The governor was more of an emperor ruling above criticism and reproach. In 24 years, no Abia governor was taken to court by a citizen on account of rights infringement or acts of misgovernance. Like feudal emperors, our successive governors were more of imperial feudal overlords.
The machinery of state was ‘privatized’ as the separation of powers was observed mostly in default. The legislature ran the errands of the executive governor and seemed to have a duty to pass legislations ‘for’ the governor routinely. The legislations that rolled out of the State House of Assembly were more of feudal decrees and imperial edicts than debated laws of a democratic assembly.
The judiciary had no independent voice as judges owed their appointments, promotions and general welfare to the benevolence of the imperial governor. Officials of the state judiciary were selected and hired on the basis of loyalty to the governor and the party cabal in power.
Quite routinely, the imperial governor set up and empowered an assortment of task forces and mobile courts to collect sundry revenues and levies in the name of the state but account to no institution of public accountability. Public accountability was mistaken for creative accountancy.
From available records, between 1999 and 2007, the Governor’s Office issued and signed off on full-page newspaper advertisements of the State’s financial statement compiled and “audited” by the same Governor’s Office. In other words, the governor authorized expenditure, spent the money, ‘accounted’ for it, audited the expenses and informed the public accordingly that the audit had been certified!
It failed as an organized criminal cartel.
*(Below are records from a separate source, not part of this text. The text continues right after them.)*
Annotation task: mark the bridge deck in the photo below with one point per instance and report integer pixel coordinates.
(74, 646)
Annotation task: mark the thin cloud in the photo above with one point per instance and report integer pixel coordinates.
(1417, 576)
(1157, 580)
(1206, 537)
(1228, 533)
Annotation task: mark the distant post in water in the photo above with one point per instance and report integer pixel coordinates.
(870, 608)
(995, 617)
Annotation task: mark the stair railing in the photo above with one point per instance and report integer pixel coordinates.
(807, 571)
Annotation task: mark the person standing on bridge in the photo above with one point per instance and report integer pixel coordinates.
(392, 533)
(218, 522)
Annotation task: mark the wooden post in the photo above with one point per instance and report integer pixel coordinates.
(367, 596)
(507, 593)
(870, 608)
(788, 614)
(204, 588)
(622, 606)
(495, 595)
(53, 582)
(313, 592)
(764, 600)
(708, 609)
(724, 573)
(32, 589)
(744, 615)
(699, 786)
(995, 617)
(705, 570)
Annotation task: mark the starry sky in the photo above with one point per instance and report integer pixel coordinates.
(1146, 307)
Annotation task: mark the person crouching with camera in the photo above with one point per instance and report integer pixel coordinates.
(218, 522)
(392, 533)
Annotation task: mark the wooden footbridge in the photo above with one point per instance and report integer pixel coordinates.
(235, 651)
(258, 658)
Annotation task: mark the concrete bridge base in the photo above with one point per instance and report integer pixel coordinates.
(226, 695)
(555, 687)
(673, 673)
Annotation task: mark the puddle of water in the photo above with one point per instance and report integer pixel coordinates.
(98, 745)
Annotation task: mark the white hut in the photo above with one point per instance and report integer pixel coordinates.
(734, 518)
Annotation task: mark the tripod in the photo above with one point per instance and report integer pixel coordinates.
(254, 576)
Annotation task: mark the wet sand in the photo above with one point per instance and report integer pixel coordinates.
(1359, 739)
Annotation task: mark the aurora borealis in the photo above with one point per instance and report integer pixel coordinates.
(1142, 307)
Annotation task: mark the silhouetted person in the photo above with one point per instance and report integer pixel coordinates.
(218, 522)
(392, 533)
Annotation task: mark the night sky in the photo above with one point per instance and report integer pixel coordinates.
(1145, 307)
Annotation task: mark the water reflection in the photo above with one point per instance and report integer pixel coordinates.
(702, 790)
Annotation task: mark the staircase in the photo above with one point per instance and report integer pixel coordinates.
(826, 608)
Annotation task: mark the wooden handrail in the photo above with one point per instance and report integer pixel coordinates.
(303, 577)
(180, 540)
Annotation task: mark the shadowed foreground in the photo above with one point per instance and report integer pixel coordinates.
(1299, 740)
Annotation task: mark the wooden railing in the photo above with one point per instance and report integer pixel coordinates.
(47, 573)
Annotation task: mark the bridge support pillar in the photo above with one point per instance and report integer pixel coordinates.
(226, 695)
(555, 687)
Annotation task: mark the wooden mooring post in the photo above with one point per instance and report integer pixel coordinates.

It failed its people, failed itself as an organized syndicate of enlightened thieves (“there is honour even among thieves”, it failed the nation and failed the concept of democratic sovereignty.
Tn terms of tenure and power the thieves of Abia had no honour. Some of them toyed with self-succession, that is succession from within the family of the incumbent. One governor so empowered his mother that a new terminology was coined for the system of government that gave the mother of the governor virtual executive authority over some government decisions. It was called – “Mamacracy”. Another governor attempted to be succeeded by his son whom he had manipulated into the position of Assembly Speaker. It was an attempted hereditary monarchy.
Therefore, the question that Abia needed to answer with the outcome of the 2023 governorship election was simple: would the state correct course and return to the path of responsible democratic governance or continue as a feudal enclave under the captivity of a political oligarchy and Babylonian overlords?
The picture of the state on the eve of the governorship election in 2023 was sad and almost tragic. Abia was easily the most indebted state in the federation with a debt portfolio of over N189.9 billion.

Abia was the State with the longest period of default in the payment of the salaries of staff in the public sector, especially education and health. Doctors and teachers were owed anywhere between 24 to 30 months in salary arrears. Aba was literally an inhabited refuse dump. Mounds of refuse greeted the eyes at nearly every inch of the city which had a permanent stench of something dead. Most roads in the town were in desperate disrepair.
The media rhetoric about Abia today is merely an exchange between spokespersons of a dying feudal political culture and a nascent democratic and republican order. Those in the vanguard of defending and protecting what Governor Otti is doing must understand what they are up against. Of course, the defenders of the feudal order have a right in a democratic space to do what they have always done- spew lies and spatter blackmail. Gladly, the Abia people have left the Babylonian captivity of feudalism behind, for all time. There is no going back.